É apropriado, antes de sair pela porta de casa, ler a meteorologia no jornal. Nunca se sabe quando vamos ter sol ou um dia nublado com pancadas de chuva. Um esforço extra para achar aquela velha sombrinha vale a segurança. Mesmo que não chova, pode-se perfeitamente proteger o penteado daqueles pingos chatos dos ares-condicionados dos prédios comerciais, enquanto desfrutamos do passeio. Outra dica é parecer que estamos indo a um velório de um amigo do amigo: nada de enfeites, jóias e coisas do tipo. Chega-se ao extremo de aconselhar as mulheres que não levem o salto e a bolsa; quando muito, uma bolsa surrada. O dinheiro segue na meia, desde que esta tenha um firme elástico agarrado à batata da perna. Costuma-se dizer que no centro existe muito malandro para pouco besta. Por fim, uns óculos escuros.
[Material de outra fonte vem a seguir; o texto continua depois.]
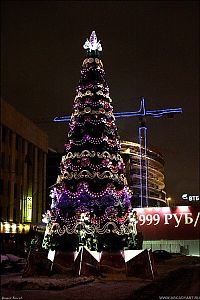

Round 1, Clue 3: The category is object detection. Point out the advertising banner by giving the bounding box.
[135,206,200,240]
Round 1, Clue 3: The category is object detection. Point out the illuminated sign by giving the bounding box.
[25,197,32,222]
[135,206,200,240]
[182,194,199,201]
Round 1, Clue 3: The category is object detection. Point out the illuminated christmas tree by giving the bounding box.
[43,31,134,251]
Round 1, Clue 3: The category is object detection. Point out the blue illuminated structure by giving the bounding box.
[53,97,182,207]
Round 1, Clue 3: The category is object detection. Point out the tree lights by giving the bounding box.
[43,32,136,250]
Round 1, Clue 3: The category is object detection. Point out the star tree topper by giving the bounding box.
[83,31,102,52]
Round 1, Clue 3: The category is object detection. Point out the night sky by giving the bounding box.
[1,1,199,200]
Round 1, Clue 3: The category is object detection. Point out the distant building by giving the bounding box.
[121,141,167,207]
[0,100,48,233]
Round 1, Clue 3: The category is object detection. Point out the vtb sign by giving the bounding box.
[135,206,200,240]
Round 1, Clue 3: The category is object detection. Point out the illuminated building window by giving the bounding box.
[7,205,10,221]
[21,197,32,222]
[1,126,6,143]
[1,152,5,170]
[14,183,17,199]
[0,178,3,195]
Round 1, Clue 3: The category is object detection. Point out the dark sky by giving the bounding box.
[1,1,199,199]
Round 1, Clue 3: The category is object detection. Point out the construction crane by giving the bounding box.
[53,97,182,207]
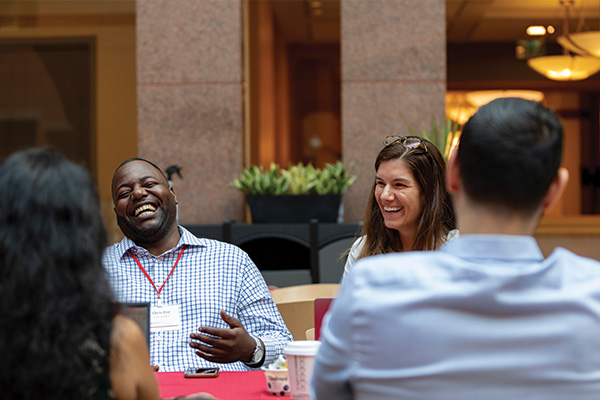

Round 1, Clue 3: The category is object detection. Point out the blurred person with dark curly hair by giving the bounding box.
[0,149,159,400]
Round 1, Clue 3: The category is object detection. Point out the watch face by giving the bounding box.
[252,347,264,364]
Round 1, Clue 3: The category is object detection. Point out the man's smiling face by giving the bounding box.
[112,160,177,245]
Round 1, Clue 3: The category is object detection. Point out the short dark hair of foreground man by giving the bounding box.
[103,158,292,371]
[312,98,600,400]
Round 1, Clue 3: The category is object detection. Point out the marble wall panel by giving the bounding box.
[136,0,243,83]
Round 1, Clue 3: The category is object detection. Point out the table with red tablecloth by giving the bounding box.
[156,371,289,400]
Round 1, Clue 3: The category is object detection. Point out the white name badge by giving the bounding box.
[150,304,181,332]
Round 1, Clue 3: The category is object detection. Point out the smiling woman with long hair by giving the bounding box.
[344,136,458,273]
[0,149,158,400]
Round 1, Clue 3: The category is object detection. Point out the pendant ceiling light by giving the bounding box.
[527,0,600,81]
[527,54,600,81]
[465,90,544,108]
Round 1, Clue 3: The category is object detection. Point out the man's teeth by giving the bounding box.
[383,207,403,212]
[135,204,156,217]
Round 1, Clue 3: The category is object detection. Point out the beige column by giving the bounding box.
[137,0,244,224]
[341,0,446,221]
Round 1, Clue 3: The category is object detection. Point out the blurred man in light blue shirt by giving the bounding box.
[312,98,600,400]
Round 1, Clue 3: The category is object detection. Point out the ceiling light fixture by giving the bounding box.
[465,90,544,108]
[526,25,546,36]
[527,0,600,81]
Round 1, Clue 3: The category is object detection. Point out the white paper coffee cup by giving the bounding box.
[285,340,321,400]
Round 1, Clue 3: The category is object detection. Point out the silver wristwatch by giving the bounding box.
[244,336,265,367]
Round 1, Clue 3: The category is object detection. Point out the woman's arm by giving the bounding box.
[110,315,159,400]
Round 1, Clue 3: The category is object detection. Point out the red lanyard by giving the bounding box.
[129,245,187,306]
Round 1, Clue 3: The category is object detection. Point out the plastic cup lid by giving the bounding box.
[285,340,321,356]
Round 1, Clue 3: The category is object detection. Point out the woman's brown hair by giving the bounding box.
[359,136,456,258]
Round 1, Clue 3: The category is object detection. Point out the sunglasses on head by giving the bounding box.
[383,136,427,153]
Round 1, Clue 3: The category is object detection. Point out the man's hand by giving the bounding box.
[190,310,256,363]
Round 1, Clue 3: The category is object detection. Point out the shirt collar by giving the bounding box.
[116,225,206,258]
[440,234,544,262]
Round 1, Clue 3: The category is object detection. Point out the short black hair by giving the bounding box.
[458,98,563,213]
[110,157,169,195]
[113,157,169,181]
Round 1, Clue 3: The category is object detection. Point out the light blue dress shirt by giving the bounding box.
[103,227,292,372]
[311,235,600,400]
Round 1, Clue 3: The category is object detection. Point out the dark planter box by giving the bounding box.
[246,194,342,224]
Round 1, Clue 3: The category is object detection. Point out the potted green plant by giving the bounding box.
[231,161,356,223]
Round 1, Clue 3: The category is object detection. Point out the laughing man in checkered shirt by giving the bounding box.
[103,158,292,371]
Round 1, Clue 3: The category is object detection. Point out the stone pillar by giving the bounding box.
[340,0,446,221]
[136,0,244,224]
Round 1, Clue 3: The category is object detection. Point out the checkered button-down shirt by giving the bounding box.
[103,227,292,372]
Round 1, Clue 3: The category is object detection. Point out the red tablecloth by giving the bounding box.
[156,371,289,400]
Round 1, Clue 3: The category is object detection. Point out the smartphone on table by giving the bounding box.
[183,367,219,378]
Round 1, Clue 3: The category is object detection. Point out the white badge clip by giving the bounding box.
[150,304,181,332]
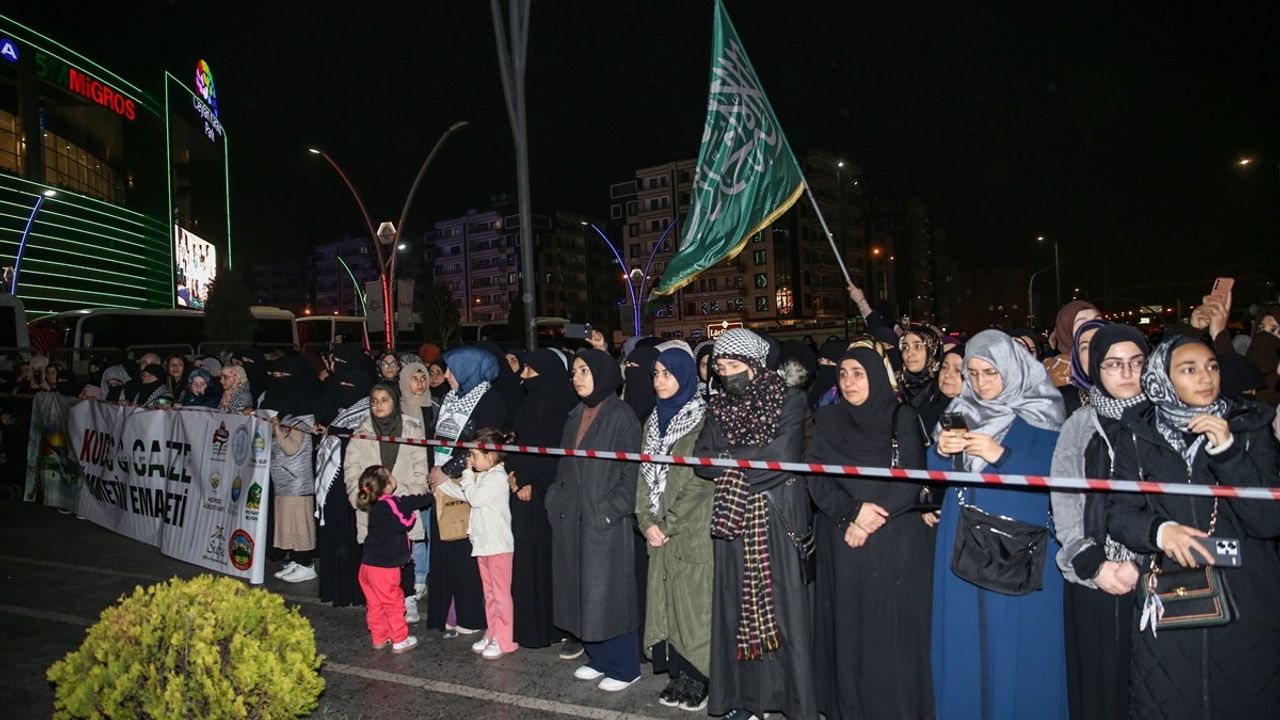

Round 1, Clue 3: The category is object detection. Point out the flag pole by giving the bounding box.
[797,174,854,284]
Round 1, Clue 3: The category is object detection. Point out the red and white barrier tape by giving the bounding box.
[343,433,1280,501]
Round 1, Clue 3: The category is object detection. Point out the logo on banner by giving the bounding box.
[227,530,253,570]
[211,420,232,460]
[232,425,248,465]
[205,525,227,565]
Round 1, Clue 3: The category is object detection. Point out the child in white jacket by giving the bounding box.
[440,428,518,660]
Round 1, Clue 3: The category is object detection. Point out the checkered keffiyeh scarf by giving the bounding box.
[712,469,782,660]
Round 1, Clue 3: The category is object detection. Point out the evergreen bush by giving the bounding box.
[49,575,324,720]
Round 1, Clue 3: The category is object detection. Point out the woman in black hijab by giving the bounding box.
[547,350,640,692]
[230,347,268,406]
[809,347,934,720]
[506,350,577,647]
[622,338,658,423]
[259,352,320,583]
[316,361,374,607]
Chegando à praça principal (todo centro tem uma praça para situar seu “coração”), é hora de escolher o que fazer. As opções são diversificadas, mas preferimos citar apenas três: comprar, ir a um banco e deixar metade do ordenado ou perambular, simplesmente perambular. Uma amiga costuma dizer que no centro tudo é mais barato. Cuidado! Muitas vezes o barato sai pelo olho da cara. O bom mesmo é bater pernas, sem compromisso, com a solitária moedinha para um robusto gole d’água. Porém, se você for da ala dos parcialmente consumistas, pouco dinheiro; já se for daqueles que só saem com um robusto cartão de crédito, tenha um pouco mais de juízo do que da última vez. O importante é, independente da razão, não esquecer de observar as pessoas, como são tantas, engraçadas e sérias – não se preocupe com encontrões, pois isto acontece com freqüência – e as antigas construções. O centro é o retrato fiel de uma cidade.

Em determinado instante, você vai se sentir enfadado. Duas horas prorrogáveis por mais meia hora são suficientes. Pode estar certo, esse é o seu limite para tanta poluição visual e sonora. São muitas as propagandas que já deve ter recebido ou ouvido, desde uma promoção de aniversário de alguma loja de eletrodoméstico até uma financeira oferecendo dinheiro sem consultar se sua ficha está no ponto de passar cera de tão limpa. Mas antes de partir, leve para casa uma singela lembrança deste espaço tão democrático que é o centro: uma borracha para panela de pressão. E, se tudo correr bem, siga em paz e assobie feliz, pois você acaba de visitar um lugar onde não há cor, credo, nacionalidade nem partido político. Seja cidadão e ajude a revitalizar o centro de sua cidade.